While predictive policing methods have successfully reduced crime rates in some cities, there is a concern that they can contribute to discriminatory profiling, reduced reasonable suspicion standards, and increasingly intrusive surveillance practices that violate Fourth Amendment privacy protections. This segment from VICE News discusses some of these concerns:


Big Data in Higher Education

Learning Analytics

The application of big data in education is called learning analytics.  Learning analytics stakeholders include: researchers, institutions, instructors, students, governments and policy makers. A common application of learning analytics is to identify those students at risk of failing or withdrawing from a course to connect them with educational support services, like subject tutoring. Learning analytics can also be used to predict a student's likelihood of success in a course, or to personalize the experience of an online course to a student's strengths, learning styles, and interests. On an institutional level, learning analytics can suggest intervention initiatives to increase student retention or to increase the on-time graduation of students.

While learning analytics can be applied to improve the teaching and learning environment, there are other technological and ethical implications of the large-scale collection of information about students. There are no established guidelines for students to correct or remove learning analytics records, for educational data to be anonymized, or for researchers to acquire informed consent from students whose data they are using. Inaccurate algorithms used to profile at-risk students can incorrectly stereotype learners. Accessing learning management systems or textbook publishers' online platforms from a personal device can result in the collection of non-educational data, including location tracking and other data. Students should be aware and have access to data collection, management, transfer and retention policies and have the ability to opt-out of data collection for analysis purposes.
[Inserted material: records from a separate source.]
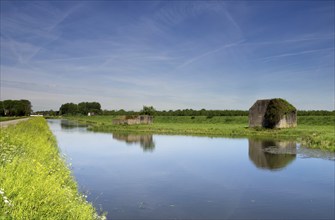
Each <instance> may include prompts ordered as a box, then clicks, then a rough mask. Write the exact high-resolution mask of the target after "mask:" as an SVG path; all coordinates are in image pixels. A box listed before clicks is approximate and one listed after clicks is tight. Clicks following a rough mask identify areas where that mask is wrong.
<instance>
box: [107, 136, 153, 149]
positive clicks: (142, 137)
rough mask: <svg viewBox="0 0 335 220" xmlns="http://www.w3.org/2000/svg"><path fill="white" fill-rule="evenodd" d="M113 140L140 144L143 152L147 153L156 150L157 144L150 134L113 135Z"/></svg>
mask: <svg viewBox="0 0 335 220" xmlns="http://www.w3.org/2000/svg"><path fill="white" fill-rule="evenodd" d="M113 138H114V139H116V140H119V141H125V142H126V143H128V144H133V143H139V144H140V146H141V147H142V148H143V151H146V152H152V151H154V149H155V142H154V141H153V138H152V135H150V134H144V135H137V134H113Z"/></svg>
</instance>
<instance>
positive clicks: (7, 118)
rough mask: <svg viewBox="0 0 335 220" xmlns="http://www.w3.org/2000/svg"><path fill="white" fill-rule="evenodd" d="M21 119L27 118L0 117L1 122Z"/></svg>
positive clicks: (24, 116) (0, 121)
mask: <svg viewBox="0 0 335 220" xmlns="http://www.w3.org/2000/svg"><path fill="white" fill-rule="evenodd" d="M20 118H26V116H22V117H0V122H1V121H11V120H16V119H20Z"/></svg>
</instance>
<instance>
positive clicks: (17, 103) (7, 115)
mask: <svg viewBox="0 0 335 220" xmlns="http://www.w3.org/2000/svg"><path fill="white" fill-rule="evenodd" d="M31 108H32V105H31V103H30V101H29V100H26V99H21V100H4V101H0V116H28V115H30V114H31V112H32V110H31Z"/></svg>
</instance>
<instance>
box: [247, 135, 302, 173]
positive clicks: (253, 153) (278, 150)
mask: <svg viewBox="0 0 335 220" xmlns="http://www.w3.org/2000/svg"><path fill="white" fill-rule="evenodd" d="M249 158H250V160H251V161H252V162H253V163H254V164H255V165H256V167H258V168H263V169H269V170H280V169H282V168H284V167H286V166H287V165H288V164H290V163H291V162H292V161H293V160H294V159H295V158H296V143H294V142H290V141H269V140H251V139H249Z"/></svg>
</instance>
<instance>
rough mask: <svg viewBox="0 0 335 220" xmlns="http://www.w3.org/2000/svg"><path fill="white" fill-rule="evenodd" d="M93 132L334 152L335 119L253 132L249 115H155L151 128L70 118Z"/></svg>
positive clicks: (302, 120)
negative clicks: (145, 134) (256, 137)
mask: <svg viewBox="0 0 335 220" xmlns="http://www.w3.org/2000/svg"><path fill="white" fill-rule="evenodd" d="M68 119H70V120H76V121H79V122H82V123H87V124H89V125H90V129H91V130H93V131H101V132H133V133H153V134H184V135H200V136H201V135H202V136H222V137H257V138H280V139H291V140H296V141H297V142H299V143H302V144H303V145H304V146H307V147H310V148H317V149H324V150H328V151H333V152H335V137H334V132H335V117H334V116H300V117H299V118H298V126H297V127H296V128H290V129H250V128H248V127H247V126H248V117H247V116H217V117H210V118H209V117H206V116H196V117H191V116H156V117H155V120H154V121H155V122H154V123H153V124H151V125H132V126H127V125H113V124H112V120H113V119H114V117H113V116H95V117H87V116H76V117H68Z"/></svg>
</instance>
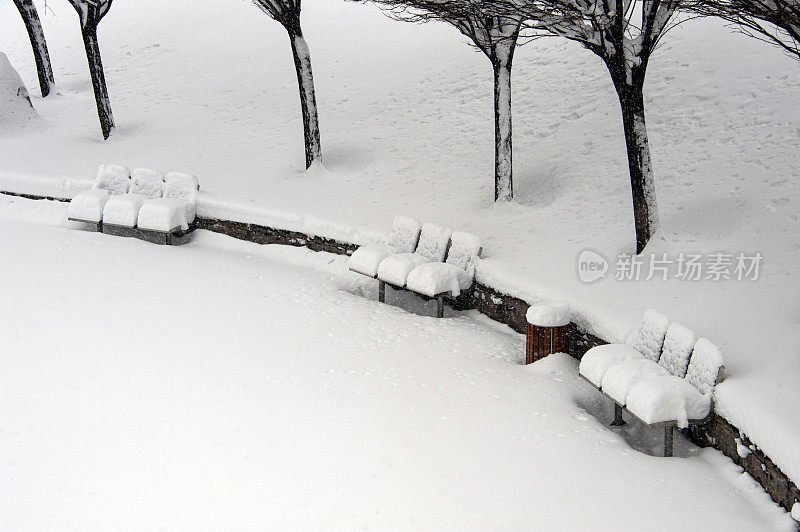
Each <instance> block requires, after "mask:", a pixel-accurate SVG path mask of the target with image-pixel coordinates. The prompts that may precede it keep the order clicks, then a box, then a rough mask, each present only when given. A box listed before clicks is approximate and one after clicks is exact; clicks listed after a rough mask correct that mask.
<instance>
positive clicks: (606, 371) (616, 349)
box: [578, 344, 644, 388]
mask: <svg viewBox="0 0 800 532" xmlns="http://www.w3.org/2000/svg"><path fill="white" fill-rule="evenodd" d="M643 358H644V355H642V354H641V353H640V352H639V351H637V350H636V349H634V348H633V347H631V346H629V345H628V344H605V345H598V346H597V347H593V348H591V349H590V350H589V351H587V352H586V354H585V355H583V358H581V363H580V366H579V368H578V371H579V373H580V375H581V376H582V377H584V378H585V379H586V380H588V381H589V382H591V383H592V384H594V385H595V387H597V388H600V386H601V385H602V384H603V377H604V376H605V374H606V372H607V371H608V370H609V368H611V366H613V365H614V364H617V363H620V362H625V361H627V360H638V359H643Z"/></svg>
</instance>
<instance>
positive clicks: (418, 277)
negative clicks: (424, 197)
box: [406, 231, 481, 318]
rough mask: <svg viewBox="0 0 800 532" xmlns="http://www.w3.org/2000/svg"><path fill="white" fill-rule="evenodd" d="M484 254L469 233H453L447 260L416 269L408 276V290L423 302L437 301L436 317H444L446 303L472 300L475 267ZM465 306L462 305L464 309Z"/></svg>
mask: <svg viewBox="0 0 800 532" xmlns="http://www.w3.org/2000/svg"><path fill="white" fill-rule="evenodd" d="M480 254H481V242H480V239H479V238H478V237H477V236H475V235H473V234H470V233H465V232H462V231H453V234H452V235H451V237H450V247H449V249H448V250H447V259H446V260H445V261H444V262H443V263H442V262H429V263H426V264H422V265H420V266H417V267H416V268H414V269H413V270H411V273H409V274H408V279H407V280H406V290H409V291H411V292H414V293H415V294H417V295H419V296H421V297H423V298H424V299H436V303H437V312H436V316H437V317H438V318H441V317H443V316H444V300H445V299H450V300H452V301H453V302H455V303H456V304H459V303H460V299H461V298H463V297H464V296H469V294H470V292H471V290H470V289H471V288H472V285H473V284H474V282H475V265H476V262H477V259H478V258H479V257H480ZM461 306H463V305H461Z"/></svg>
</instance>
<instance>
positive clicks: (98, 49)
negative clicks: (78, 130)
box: [69, 0, 114, 139]
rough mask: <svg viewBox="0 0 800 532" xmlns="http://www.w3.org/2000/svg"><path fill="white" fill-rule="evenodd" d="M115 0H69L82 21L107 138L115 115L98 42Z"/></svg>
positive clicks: (97, 95)
mask: <svg viewBox="0 0 800 532" xmlns="http://www.w3.org/2000/svg"><path fill="white" fill-rule="evenodd" d="M113 1H114V0H69V3H70V4H72V7H74V8H75V11H77V12H78V16H79V17H80V21H81V34H82V35H83V46H84V48H85V49H86V59H87V60H88V61H89V73H90V74H91V76H92V88H93V89H94V100H95V103H96V104H97V116H98V117H99V118H100V129H101V130H102V131H103V138H104V139H107V138H108V137H109V135H111V131H112V130H113V129H114V115H113V114H112V113H111V100H110V99H109V97H108V88H107V87H106V78H105V74H104V72H103V62H102V61H101V59H100V47H99V45H98V42H97V25H98V24H100V21H101V20H102V19H103V17H104V16H106V14H107V13H108V10H109V9H111V3H112V2H113Z"/></svg>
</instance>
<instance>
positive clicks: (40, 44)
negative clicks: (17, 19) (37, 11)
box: [14, 0, 55, 98]
mask: <svg viewBox="0 0 800 532" xmlns="http://www.w3.org/2000/svg"><path fill="white" fill-rule="evenodd" d="M14 5H16V6H17V10H19V14H20V15H21V16H22V21H23V22H24V23H25V29H26V30H28V37H29V38H30V41H31V48H33V58H34V60H35V61H36V71H37V72H38V74H39V89H40V90H41V91H42V98H46V97H47V95H48V94H50V91H51V90H52V87H53V85H54V84H55V78H54V77H53V67H52V65H51V64H50V54H49V53H48V51H47V41H45V38H44V29H43V28H42V22H41V20H39V13H38V12H37V11H36V6H35V5H33V0H14Z"/></svg>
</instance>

Colleges can purchase demographic, economic, and performance information about high school students from standardized testing companies to develop admissions recruitment strategies. This can result in discriminatory recruitment practices. The market for student profiles includes test-prep companies, scholarship organizations, and businesses who want to advertise products - including credit cards, fast food, technology, and fashion - to college students. In 2014, a University of Montana student sued the institution over allegations of privacy violations when the university shared personally identifying information, including names, addresses, and social security numbers, of students with a company that is criticized for marketing debit cards with predatory fees to college students. The University of Montana claims that student information disclosures are allowable under U.S. Department of Education regulations, including FERPA (Family Educational Rights and Privacy Act, discussed in the Privacy lesson).